I'm Furious The Instant Pot Makes Better Rice Than My Expensive Asian Rice Cooker

Like anything with a modicum of mainstream popularity, my reaction to the Instant Pot was initially dismissive. "I know how to cook," I convinced myself, "I don't need no novelty gimmicks to make good food." Nevertheless, I bought one for work. Skepticism still coursed through my veins. But after just one batch of fork-tender pot roast in 45 minutes, the rest, as they say, was happily ever after.

Still, there was one threshold I refused to allow the Instant Pot to cross. It involved my trusted rice cooker—an extremely Asian rice cooker—a futuristic appliance you'd mock me for owning if you knew how much I paid for it. (It plays a song when it's done cooking!) Rice was the last frontier, and I wasn't about to allow this $70 Instant Pot to usurp my [grumble grumble]-dollar Zojirushi from Outer Space.

Well, what do you know.

This stupid $70 appliance invented in Canada makes the superior rice.

Better. And quicker.

(This briefly and legitimately stirred up feelings of an ethnic identity crisis—inner monologue: "We Asians shall not be defeated!"—until I realized how ludicrous this sounded. And not that it should assuage my cultural insecurities, but an out-of-work Chinese immigrant did invent the Instant Pot and became a gazillionaire.)
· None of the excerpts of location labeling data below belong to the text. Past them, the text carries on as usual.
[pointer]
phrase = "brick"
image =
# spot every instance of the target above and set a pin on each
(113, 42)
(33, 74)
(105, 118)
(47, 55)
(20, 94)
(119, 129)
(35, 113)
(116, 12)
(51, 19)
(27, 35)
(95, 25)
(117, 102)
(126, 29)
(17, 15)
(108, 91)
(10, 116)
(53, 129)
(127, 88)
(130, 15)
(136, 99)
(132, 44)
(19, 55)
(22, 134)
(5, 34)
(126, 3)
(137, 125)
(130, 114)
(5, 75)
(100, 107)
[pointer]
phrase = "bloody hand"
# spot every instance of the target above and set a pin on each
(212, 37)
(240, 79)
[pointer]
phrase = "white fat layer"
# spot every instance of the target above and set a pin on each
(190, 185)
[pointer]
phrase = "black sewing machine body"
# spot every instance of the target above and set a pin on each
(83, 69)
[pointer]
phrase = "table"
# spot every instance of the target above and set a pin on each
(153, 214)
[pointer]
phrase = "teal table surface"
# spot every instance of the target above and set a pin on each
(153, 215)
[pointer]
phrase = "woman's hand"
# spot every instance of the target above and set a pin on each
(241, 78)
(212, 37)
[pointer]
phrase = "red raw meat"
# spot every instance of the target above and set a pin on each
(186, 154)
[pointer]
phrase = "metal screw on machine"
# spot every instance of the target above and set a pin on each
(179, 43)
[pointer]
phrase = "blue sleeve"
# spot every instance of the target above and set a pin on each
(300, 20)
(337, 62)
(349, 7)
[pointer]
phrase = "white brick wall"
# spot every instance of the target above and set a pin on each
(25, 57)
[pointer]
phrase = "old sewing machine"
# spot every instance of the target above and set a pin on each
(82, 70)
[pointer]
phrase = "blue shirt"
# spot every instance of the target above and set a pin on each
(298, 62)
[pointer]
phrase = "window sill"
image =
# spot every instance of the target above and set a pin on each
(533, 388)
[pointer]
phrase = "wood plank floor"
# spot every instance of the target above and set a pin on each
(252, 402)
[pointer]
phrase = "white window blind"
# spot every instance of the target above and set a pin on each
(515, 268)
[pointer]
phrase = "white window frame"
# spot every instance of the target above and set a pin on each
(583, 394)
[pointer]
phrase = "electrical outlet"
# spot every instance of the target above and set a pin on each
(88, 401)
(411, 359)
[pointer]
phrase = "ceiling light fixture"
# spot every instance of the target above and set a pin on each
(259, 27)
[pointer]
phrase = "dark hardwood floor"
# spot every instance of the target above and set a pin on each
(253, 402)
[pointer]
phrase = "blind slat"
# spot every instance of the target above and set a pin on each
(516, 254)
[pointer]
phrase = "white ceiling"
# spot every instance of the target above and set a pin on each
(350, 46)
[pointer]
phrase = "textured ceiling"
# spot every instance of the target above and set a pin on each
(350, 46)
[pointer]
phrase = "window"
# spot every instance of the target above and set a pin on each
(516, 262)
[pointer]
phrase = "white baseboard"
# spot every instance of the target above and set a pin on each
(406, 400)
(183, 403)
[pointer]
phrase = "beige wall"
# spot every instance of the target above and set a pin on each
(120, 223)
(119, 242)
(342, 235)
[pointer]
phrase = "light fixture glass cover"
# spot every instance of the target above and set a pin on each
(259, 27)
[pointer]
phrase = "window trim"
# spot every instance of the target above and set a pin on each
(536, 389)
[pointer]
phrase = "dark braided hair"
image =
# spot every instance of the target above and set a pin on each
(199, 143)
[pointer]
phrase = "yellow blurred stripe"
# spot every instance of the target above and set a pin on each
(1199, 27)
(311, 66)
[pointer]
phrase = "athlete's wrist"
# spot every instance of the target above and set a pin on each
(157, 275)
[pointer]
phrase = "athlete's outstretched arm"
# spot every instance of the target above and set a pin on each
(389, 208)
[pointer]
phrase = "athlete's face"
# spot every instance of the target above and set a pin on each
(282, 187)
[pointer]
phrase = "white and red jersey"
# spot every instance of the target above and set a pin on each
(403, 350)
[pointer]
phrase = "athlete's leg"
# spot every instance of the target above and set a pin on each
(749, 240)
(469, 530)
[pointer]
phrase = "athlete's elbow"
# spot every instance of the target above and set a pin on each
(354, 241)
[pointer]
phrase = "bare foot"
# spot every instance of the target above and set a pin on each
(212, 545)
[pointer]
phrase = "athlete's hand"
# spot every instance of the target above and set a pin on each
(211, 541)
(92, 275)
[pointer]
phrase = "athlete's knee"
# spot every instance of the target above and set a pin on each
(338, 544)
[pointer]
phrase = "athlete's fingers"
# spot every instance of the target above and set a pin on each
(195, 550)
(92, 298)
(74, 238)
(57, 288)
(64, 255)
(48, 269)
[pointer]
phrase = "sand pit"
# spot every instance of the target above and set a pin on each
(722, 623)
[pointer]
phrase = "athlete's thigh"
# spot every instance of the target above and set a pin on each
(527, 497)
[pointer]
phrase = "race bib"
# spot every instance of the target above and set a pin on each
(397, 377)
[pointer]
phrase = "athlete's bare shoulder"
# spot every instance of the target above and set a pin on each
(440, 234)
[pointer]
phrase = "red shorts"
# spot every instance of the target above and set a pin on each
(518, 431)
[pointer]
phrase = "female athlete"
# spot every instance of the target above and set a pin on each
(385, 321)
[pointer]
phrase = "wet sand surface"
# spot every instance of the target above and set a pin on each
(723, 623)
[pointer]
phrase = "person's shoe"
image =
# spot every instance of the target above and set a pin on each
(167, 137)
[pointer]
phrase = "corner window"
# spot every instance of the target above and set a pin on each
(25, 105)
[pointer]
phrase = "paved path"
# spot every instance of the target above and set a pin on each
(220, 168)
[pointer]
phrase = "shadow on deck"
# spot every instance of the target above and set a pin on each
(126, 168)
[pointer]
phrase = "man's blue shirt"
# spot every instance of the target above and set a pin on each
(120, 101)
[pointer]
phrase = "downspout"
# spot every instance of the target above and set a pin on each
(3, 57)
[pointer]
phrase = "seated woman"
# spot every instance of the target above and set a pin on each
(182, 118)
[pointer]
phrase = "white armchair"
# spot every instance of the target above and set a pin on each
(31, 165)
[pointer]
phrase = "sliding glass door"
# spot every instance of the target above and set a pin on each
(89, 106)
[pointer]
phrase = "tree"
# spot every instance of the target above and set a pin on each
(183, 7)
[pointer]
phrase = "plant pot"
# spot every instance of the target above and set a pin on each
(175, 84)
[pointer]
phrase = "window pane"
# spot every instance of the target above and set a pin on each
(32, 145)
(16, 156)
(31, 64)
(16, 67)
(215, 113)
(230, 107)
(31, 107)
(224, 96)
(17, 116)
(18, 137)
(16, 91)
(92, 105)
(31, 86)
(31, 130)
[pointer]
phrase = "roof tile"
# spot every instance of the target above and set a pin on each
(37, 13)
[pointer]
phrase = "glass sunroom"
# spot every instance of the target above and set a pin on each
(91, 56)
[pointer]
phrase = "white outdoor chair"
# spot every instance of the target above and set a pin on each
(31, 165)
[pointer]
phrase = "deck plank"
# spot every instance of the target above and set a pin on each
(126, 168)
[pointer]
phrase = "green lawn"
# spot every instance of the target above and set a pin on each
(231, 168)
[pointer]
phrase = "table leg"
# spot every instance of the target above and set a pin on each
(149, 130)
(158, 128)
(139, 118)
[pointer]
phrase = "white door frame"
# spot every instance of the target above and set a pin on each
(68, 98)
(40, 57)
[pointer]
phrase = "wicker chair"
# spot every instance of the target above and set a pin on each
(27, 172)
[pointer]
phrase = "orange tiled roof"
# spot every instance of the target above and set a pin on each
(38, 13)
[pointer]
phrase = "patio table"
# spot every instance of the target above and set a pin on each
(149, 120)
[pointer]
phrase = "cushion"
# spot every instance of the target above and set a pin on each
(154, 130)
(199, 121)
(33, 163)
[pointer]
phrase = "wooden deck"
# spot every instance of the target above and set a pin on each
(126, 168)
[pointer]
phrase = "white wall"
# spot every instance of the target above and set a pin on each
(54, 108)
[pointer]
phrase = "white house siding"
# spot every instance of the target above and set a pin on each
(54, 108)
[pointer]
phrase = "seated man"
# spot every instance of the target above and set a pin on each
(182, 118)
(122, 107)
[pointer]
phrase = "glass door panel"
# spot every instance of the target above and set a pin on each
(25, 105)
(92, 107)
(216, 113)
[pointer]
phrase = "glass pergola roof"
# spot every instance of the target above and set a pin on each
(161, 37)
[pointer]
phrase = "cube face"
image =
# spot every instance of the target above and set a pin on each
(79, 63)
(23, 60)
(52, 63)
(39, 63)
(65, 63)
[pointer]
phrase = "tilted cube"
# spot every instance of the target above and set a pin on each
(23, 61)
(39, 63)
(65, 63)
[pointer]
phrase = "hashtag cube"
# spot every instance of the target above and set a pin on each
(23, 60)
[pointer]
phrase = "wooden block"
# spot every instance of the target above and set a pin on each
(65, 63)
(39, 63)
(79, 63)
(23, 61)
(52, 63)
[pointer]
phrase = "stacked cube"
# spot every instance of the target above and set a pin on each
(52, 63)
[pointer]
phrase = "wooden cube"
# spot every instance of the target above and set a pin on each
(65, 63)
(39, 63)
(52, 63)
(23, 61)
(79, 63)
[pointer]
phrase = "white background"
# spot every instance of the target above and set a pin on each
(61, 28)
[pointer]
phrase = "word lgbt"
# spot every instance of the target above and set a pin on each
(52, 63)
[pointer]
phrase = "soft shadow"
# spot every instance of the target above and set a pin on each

I now have zero hesitations declaring that the Instant Pot shall be our household's appliance of choice for making rice. I make it the same way every time:

“I hate that Instant Pot makes better rice” rice recipe

  1. Wash two cups of jasmine rice through a sieve to remove starches.
  2. Dump rice into pot, add two cups of water (or chicken broth).
  3. Add a pat of butter and a pinch of salt (and if you're me, MSG powder).
  4. Set Instant Pot on manual high pressure for four minutes, with vent sealed.
  5. Let cook, allow for 10 minutes of natural release.
  6. Fluff rice with the scoop paddle that came with Instant Pot. Serve.